Dec 3, 2009 (DVB), Urgent agricultural aid is still needed in Burma's cyclone-stricken Irrawaddy delta, with farmers complaining that government funding for the sector is far from adequate.

Damage inflicted on the environment by the cyclone last May is yet to recover, and locals in Bogalay and Laputta townships, two of the worst-hit by the cyclone, are feeling the effects of a drop in agricultural production.

One farmer said that the government's agricultural loan programme, which provides a loan of 8000 kyat ($US8) for one acre of farm, is inadequate.

"There are a lot of employees at the [government's] agricultural bank. If the government provides them travel expenses to come to the region and hand the loan to the farmers, then that will save a lot of time and money," he said.

"8000 kyat for one acre is nowhere near enough. The expenses for one acre of farmland costs 70,000 to 80,000 kyat ($US70 to $US80). If we can get loan of about 50,000 kyat ($US50) for one acre, then it should be okay," said the farmer.

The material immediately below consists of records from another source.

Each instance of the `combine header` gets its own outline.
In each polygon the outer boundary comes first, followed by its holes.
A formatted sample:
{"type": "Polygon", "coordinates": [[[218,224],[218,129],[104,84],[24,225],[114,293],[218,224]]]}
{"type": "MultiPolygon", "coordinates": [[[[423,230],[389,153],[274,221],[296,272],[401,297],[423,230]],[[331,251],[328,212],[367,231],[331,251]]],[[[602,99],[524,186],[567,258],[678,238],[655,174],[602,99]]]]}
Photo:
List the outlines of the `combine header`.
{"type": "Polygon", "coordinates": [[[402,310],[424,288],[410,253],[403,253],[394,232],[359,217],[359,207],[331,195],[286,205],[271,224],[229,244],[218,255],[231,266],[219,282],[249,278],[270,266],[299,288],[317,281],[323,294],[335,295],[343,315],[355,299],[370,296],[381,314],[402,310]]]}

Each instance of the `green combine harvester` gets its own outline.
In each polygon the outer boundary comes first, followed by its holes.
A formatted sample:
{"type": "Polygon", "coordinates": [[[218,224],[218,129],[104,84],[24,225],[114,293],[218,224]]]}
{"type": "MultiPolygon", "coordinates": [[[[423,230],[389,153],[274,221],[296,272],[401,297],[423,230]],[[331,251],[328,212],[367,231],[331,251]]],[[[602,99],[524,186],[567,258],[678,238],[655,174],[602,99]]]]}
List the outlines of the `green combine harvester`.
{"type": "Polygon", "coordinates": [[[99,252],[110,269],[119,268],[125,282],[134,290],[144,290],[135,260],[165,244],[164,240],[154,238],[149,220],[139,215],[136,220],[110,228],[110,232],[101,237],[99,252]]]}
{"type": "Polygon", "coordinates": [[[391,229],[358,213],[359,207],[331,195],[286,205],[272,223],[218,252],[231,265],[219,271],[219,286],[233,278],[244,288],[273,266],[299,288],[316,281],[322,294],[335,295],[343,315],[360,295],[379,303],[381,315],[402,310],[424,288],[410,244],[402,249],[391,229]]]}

According to the Post-Nargis Recovery and Preparedness Plan, around 783,000 hectares of farmland were destroyed by the cyclone. Nearly 60 percent of families in the delta region are dependent on farming as their primary source of income.

Meanwhile, cyclone refugees living in a model village, Polaungyi, in the Irrawaddy delta are reportedly struggling to subsist, and have asked to return to their original locations.

Around 50 percent of the village inhabitants are from other villages devastated by the cyclone, which killed around 140,000 people and left 2.4 million homeless.

Their situation is compounded by the halt in international aid reaching the area and tight restrictions set by the government which prohibits them from returning home.

The United Nations announced last month that there were still 178,000 people without proper shelter. Many are still living under tarpaulin roofs that were distributed shortly after the cyclone hit last May, with rescue efforts hampered by a government ban on foreign relief workers entering the affected areas.